De Kortrijkse raadsleden lijden aan cognitieve dissonantie

U kent dat verschijnsel wel en hebt er ongetwijfeld ook al aan geleden.
Toch al meegemaakt?
Zo’n verstokte roker die je vertelt dat zijn opa heel zijn leven heeft gepaft als een Turk en toch 97 is geworden. Of die buurvrouw op dieet die toch maar eens een lekker slagroomtaartje lust met nog een of twee cava’s erbij, want zij gaat toch straks naar de fitness?

Mensen zijn geneigd om hun inconsistent gedrag goed te praten met redenen of redeneringen waarvan ze in hun diepste binnenste wel weten dat de argumentatie ervan geen steek houdt.
Dat soort gedragingen noemde de Amerikaanse psycholoog Leon Festinger al in de jaren vijftig ” de cognitieve dissonantie”.
De meeste politici lijden daar beroepshalve zéér sterk aan.

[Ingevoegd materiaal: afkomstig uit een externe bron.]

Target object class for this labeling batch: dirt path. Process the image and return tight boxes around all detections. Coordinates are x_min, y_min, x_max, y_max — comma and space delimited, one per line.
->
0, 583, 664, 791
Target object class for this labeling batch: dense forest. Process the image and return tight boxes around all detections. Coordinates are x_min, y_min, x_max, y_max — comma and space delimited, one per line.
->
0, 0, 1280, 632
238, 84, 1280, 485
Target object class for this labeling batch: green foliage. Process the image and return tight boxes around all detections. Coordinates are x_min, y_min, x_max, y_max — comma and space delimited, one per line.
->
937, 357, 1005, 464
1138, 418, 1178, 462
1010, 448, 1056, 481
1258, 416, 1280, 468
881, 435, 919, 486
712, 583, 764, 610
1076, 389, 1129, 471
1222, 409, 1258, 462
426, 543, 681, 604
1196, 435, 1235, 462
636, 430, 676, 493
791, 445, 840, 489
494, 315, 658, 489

Gisteren zagen we daar weer een kras staaltje van, tijdens het verloop van de Kortrijkse gemeenteraad. Alleszins bij 36 van de 41 raadsleden, namelijk alle raadsleden min de 5 van het Vlaams Belang.
Om het even wat VB-fractieleider Wouter Vermeersch zei over de ongeldigheid van de richtlijnen va de lokale tripartite bij de digitale vergadering, van de (niet gehouden) raadscommissie, of van de politieverordening van de burgemeester, of meermaals aanklaagde dat zijn vragen niet werden beantwoord, – de raadsleden van de andere fracties (ook van de oppositie!) gingen met zijn bemerkingen niet akkoord. Ook door niks te zeggen. Terwijl ze ‘cognitief’ (innerlijk) dus wel degelijk (politiek gewetensvol, om het zo te zeggen!) beseften dat hij gelijk had.
Zo’n houding brengt toch wel een ongemakkelijke, onaangename inwendige psychologische spanning mee, aangezien men handelt in strijd met een innerlijke overtuiging. Men weet van zichzelf onderhuids echt wel dat er iets niet klopt.
Elkeen die zo’n cognitieve dissonantie ervaart, probeert die ietwat ongezellige gewaarwording te vermijden of minstens te verlichten. Men verzint er dan maar een (zogezegd) plausibel verhaaltje bij.
In de Kortrijkse gemeenteraad verwierp men de (gegronde) objecties van Vermeersch dus als zijnde “een politieke spelletje” of “een ballonnetje”, of een nodeloze “semantische discussie”. En in elk geval als iets dat absoluut niet passend of opbouwend was in deze barre periode van de corona-crisis.
En nood breekt toch wet zeker?
Met dit soort foefjes – door zichzelf iets wijs te maken – meenden de raadsleden dan dat hun gedrag weer cognitief consistent was gemaakt en kon men de schijn ophouden om rustig en tevreden huiswaarts te keren of te gaan slapen…
Ach, politiek bedrijven is niet echt bevorderlijk voor het psychologisch welbevinden. Ja, het is een harde stiel.

P.S.
Parlementariërs in Brussel die worstelen met een cognitieve dissonantie bij een stemming gaan in ‘plaspauze’. In de Kortrijkse gemeenteraad heeft onze watcher dat ook een enkele keer gezien.